ACHRAS, puis les trois Palotins sortant des caisses
LES TROIS PALOTINS.
C’est nous les Palotins,
C’est nous les Palotins,
On a des gueul’s d’ lapins,
Mais ça n’empêche pas
Qu’on est sal’ment calé
Pour tuder les Rentiers.
C’est nous les Pa,
C’est nous les Tins,
C’est nous les Palotins.
MERDANPO.
Dans de grandes boit’s en fer-blanc
Empilés la semaine entière,
C’est le dimanche seulement
Qu’on peut respirer le libre air.
L’oreille au vent, sans s’épater,
On marche d’un pas assuré
Et les gens qui nous voient passer
Nous prennent pour des militaires.
LES TROIS.
C’est nous les Palotins, etc.
MOUSCHED-GOGH.
Chaqu’ matin nous nous réveillons
A forc’ de coups d’pied dans l’derrière ;
Puis il faut descendre à tâtons
Tout en bouclant nos gibecières.
Tout l’rest’ du jour, à coups d’marteau
On cass’ des gueul’s en mill’ morceaux
Et l’on rapporte au Père Ubé
L ‘argent des gens qu’on a tudés.
LES TROIS.
C’est nous les Palotins, etc.
Ils dansent. Achras horrifié tombe assis sur une chaise.
QUATREZONEILLES.
Dans un grotesque accoutrement
Nous parcourons la ville entière
Afin d’casser la gueule aux gens
Qui n‘ont pas l’bonheur de nous plaire.
Nous boulottons par une charnière,
Nous pissons par un robinet
Et nous respirons l’atmosphère
Au moyen d’un tub’ recourbé !
LES TROIS.
C’est nous les Palotins, etc.
Ronde autour d’Achras.
ACHRAS.
O mais c’est qué, voyez-vous bien, c’est absurde, y a point d’idée du tout.

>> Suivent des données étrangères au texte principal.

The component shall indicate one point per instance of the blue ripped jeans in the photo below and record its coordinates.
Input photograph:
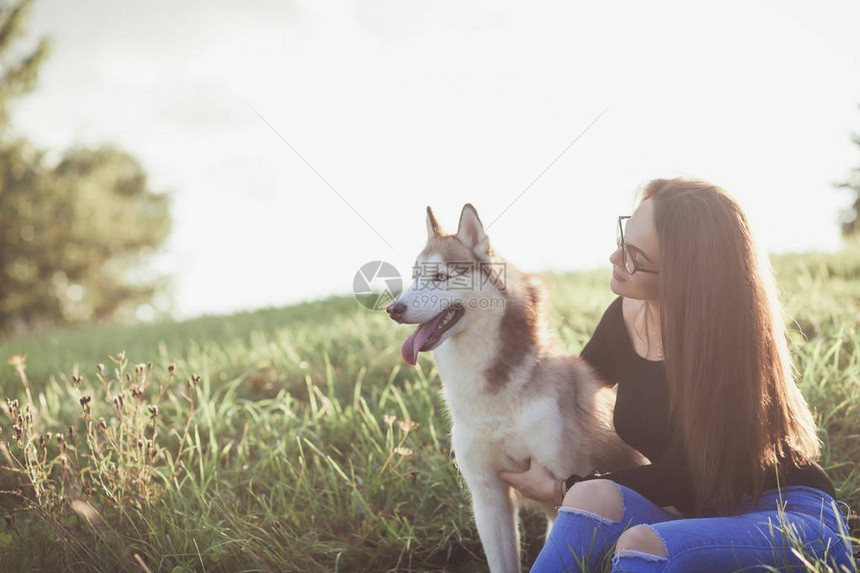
(759, 536)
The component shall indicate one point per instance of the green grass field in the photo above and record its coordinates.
(297, 439)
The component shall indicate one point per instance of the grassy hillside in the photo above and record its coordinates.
(296, 439)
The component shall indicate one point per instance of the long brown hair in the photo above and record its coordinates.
(731, 387)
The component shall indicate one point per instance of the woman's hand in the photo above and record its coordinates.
(536, 483)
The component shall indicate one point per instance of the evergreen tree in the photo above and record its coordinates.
(851, 216)
(72, 234)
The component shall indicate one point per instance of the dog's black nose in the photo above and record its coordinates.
(395, 310)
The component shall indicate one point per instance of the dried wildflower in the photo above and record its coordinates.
(85, 403)
(118, 402)
(407, 425)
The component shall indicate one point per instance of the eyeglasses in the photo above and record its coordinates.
(628, 258)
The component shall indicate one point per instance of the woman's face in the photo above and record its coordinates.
(640, 236)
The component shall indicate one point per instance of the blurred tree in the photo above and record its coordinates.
(851, 216)
(18, 73)
(73, 232)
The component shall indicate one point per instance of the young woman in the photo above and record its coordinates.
(696, 343)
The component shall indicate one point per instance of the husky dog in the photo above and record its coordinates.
(512, 394)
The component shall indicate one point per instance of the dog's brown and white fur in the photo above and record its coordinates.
(512, 394)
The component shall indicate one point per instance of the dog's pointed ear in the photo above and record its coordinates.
(471, 231)
(434, 229)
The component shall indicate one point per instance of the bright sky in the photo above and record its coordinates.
(399, 104)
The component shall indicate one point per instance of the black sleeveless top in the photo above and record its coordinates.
(642, 420)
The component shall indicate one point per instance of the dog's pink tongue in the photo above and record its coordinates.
(413, 344)
(416, 340)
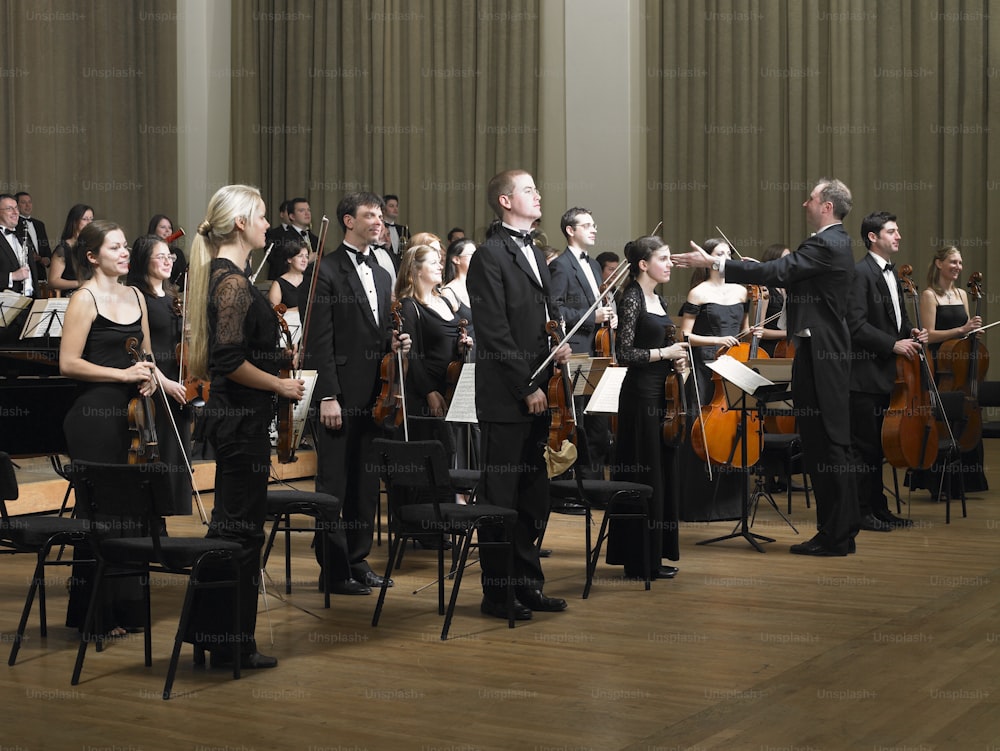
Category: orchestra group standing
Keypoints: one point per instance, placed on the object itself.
(383, 291)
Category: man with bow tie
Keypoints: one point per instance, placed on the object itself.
(576, 284)
(399, 234)
(297, 230)
(17, 273)
(880, 330)
(350, 332)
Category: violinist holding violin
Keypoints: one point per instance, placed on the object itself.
(509, 287)
(576, 284)
(150, 271)
(99, 321)
(881, 331)
(646, 347)
(350, 334)
(946, 312)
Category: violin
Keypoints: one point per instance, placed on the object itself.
(390, 406)
(145, 447)
(675, 416)
(455, 366)
(910, 430)
(961, 366)
(562, 410)
(717, 436)
(286, 407)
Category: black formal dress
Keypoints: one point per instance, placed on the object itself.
(164, 335)
(973, 477)
(642, 456)
(97, 430)
(720, 498)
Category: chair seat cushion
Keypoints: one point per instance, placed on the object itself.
(31, 532)
(178, 552)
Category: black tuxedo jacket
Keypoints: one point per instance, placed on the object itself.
(509, 308)
(873, 328)
(817, 280)
(572, 296)
(281, 237)
(10, 264)
(345, 344)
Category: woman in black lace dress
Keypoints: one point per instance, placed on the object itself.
(234, 343)
(99, 320)
(945, 313)
(643, 345)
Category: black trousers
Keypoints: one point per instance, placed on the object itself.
(514, 476)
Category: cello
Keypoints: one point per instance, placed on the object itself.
(961, 366)
(909, 430)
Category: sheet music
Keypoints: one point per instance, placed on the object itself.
(605, 398)
(11, 305)
(463, 403)
(45, 318)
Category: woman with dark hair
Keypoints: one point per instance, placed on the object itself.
(162, 227)
(149, 271)
(285, 289)
(99, 320)
(644, 345)
(62, 273)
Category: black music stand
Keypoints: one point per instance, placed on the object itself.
(745, 392)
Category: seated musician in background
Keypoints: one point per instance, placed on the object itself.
(99, 322)
(150, 269)
(880, 332)
(509, 285)
(576, 285)
(644, 347)
(62, 274)
(285, 289)
(945, 313)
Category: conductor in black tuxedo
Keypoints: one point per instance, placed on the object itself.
(509, 287)
(576, 283)
(880, 331)
(817, 280)
(350, 332)
(17, 273)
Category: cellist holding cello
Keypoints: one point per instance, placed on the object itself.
(960, 361)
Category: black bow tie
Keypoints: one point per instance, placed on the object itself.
(363, 258)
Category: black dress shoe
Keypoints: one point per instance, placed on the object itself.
(251, 661)
(890, 519)
(817, 548)
(499, 610)
(535, 600)
(871, 523)
(347, 587)
(370, 579)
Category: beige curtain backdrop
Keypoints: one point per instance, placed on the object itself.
(427, 100)
(90, 108)
(751, 102)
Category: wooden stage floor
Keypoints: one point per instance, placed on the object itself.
(896, 647)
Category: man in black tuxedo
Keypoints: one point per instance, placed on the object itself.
(351, 331)
(880, 330)
(817, 279)
(399, 233)
(576, 283)
(297, 230)
(509, 287)
(35, 231)
(16, 272)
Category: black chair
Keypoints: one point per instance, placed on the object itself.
(620, 500)
(36, 535)
(421, 501)
(989, 398)
(125, 504)
(322, 508)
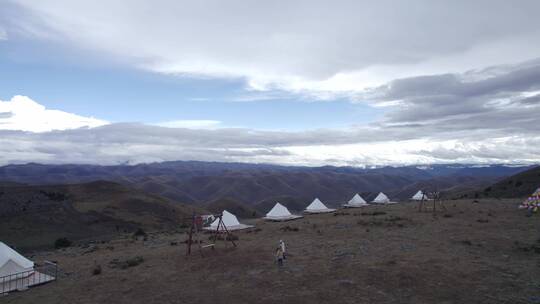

Le pal surgit sous sa chaise.
O bien alors, ça n’est point compris. Si vous étiez mes polyèdres, voyez-vous bien... Ayez pitié d’un malheureux savant... Voyez... voyez-vous bien. Y a point d’idée !
Il est empalé et élevé en I’air malgré ses hurlements.
Il fait nuit noire.
LES PALOTINS.
fouillant les meubles et en retirant des sacs de phynance..
Donnez finance — au Père Ubu. Donnez toute Ia finance — au Père Ubu. Qu’il n’en reste rien — et que pas un sou — n’échappe — aux grigous — qui viennent la chercher. Donnez toute la finance — au Père Ubu !
Rentrant dans leurs caisses.
C’est nous les Palotins, etc.
Achras perd connaissance.
ACHRAS, empalé, PERE UBU, MERE UBU
PERE UBU.
De par ma chandelle verte, ma douce enfant, serons-nous heureux dans cette maison !
MERE UBU.
Une seule chose manque à mon bonheur, mon ami : voir l’hôte respectable qui nous a fait ces loisirs.
PERE UBU.
Qu’à cela ne tienne : prévoyant votre souhait, je l’ai fait installer à la place d’honneur.
II montre le pal. Cris et crise de nerfs de la Mère Ubu.